Department of Physics, University of South Florida, 4202 E. Fowler Ave., PHY114, Tampa, 33620 Florida USA.
J Big Data. 2015;2(1):9. doi: 10.1186/s40537-014-0009-5. Epub 2014 Nov 26.
Molecular Simulation (MS) is a powerful tool for studying physical/chemical features of large systems and has seen applications in many scientific and engineering domains. During the simulation process, the experiments generate a very large number of atoms and intend to observe their spatial and temporal relationships for scientific analysis. The sheer data volumes and their intensive interactions impose significant challenges for data accessing, managing, and analysis. To date, existing MS software systems fall short on storage and handling of MS data, mainly because of the missing of a platform to support applications that involve intensive data access and analytical process. In this paper, we present the database-centric molecular simulation (DCMS) system our team developed in the past few years. The main idea behind DCMS is to store MS data in a relational database management system (DBMS) to take advantage of the declarative query interface (, SQL), data access methods, query processing, and optimization mechanisms of modern DBMSs. A unique challenge is to handle the analytical queries that are often compute-intensive. For that, we developed novel indexing and query processing strategies (including algorithms running on modern co-processors) as integrated components of the DBMS. As a result, researchers can upload and analyze their data using efficient functions implemented inside the DBMS. Index structures are generated to store analysis results that may be interesting to other users, so that the results are readily available without duplicating the analysis. We have developed a prototype of DCMS based on the PostgreSQL system and experiments using real MS data and workload show that DCMS significantly outperforms existing MS software systems. We also used it as a platform to test other data management issues such as security and compression.

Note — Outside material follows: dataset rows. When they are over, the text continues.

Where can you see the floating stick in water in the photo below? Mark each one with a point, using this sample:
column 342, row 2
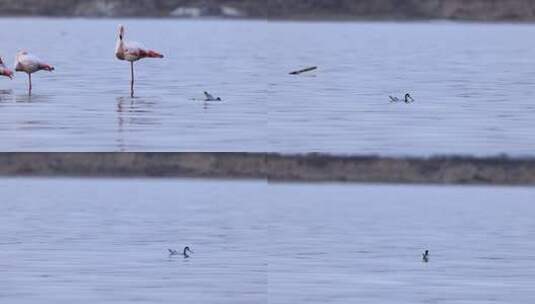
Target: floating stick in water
column 304, row 70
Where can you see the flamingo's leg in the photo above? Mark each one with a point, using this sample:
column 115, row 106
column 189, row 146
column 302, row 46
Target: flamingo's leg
column 132, row 80
column 29, row 83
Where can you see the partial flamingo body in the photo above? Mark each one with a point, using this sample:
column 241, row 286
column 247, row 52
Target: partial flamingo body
column 29, row 64
column 4, row 71
column 132, row 51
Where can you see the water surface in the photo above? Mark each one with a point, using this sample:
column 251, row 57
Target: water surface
column 105, row 241
column 472, row 85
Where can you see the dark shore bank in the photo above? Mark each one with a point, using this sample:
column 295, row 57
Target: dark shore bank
column 274, row 167
column 487, row 10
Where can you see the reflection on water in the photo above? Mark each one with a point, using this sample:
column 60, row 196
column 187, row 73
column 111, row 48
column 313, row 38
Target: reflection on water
column 106, row 241
column 87, row 108
column 364, row 244
column 472, row 88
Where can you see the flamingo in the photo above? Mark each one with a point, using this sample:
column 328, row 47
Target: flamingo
column 29, row 63
column 4, row 71
column 132, row 51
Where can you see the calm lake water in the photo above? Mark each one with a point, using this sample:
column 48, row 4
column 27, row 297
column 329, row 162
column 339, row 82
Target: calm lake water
column 106, row 240
column 472, row 84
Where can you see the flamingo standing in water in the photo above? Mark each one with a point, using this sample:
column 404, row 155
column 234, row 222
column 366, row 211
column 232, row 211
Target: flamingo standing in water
column 28, row 63
column 132, row 51
column 4, row 71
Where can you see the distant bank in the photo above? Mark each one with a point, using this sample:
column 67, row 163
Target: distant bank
column 275, row 167
column 485, row 10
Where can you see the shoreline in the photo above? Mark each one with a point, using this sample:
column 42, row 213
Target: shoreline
column 288, row 10
column 272, row 167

分子模拟(MS)是研究大型系统物理/化学特征的强大工具,已在许多科学和工程领域得到应用。在模拟过程中,实验会生成大量原子,并旨在观察它们的时空关系以进行科学分析。庞大的数据量及其密集的相互作用给数据访问、管理和分析带来了重大挑战。迄今为止,现有的MS软件系统在MS数据的存储和处理方面存在不足,主要是因为缺少一个支持涉及密集数据访问和分析过程的应用程序的平台。在本文中,我们介绍了我们团队在过去几年中开发的以数据库为中心的分子模拟(DCMS)系统。DCMS背后的主要思想是将MS数据存储在关系数据库管理系统(DBMS)中,以利用现代DBMS的声明式查询接口(如SQL)、数据访问方法、查询处理和优化机制。一个独特的挑战是处理通常计算密集型的分析查询。为此,我们开发了新颖的索引和查询处理策略(包括在现代协处理器上运行的算法)作为DBMS的集成组件。结果,研究人员可以使用DBMS内部实现的高效功能上传和分析他们的数据。生成索引结构来存储其他用户可能感兴趣的分析结果,这样就无需重复分析即可随时获得结果。我们基于PostgreSQL系统开发了DCMS的原型,使用真实MS数据和工作负载进行的实验表明,DCMS明显优于现有的MS软件系统。我们还将其用作测试其他数据管理问题(如安全性和压缩)的平台。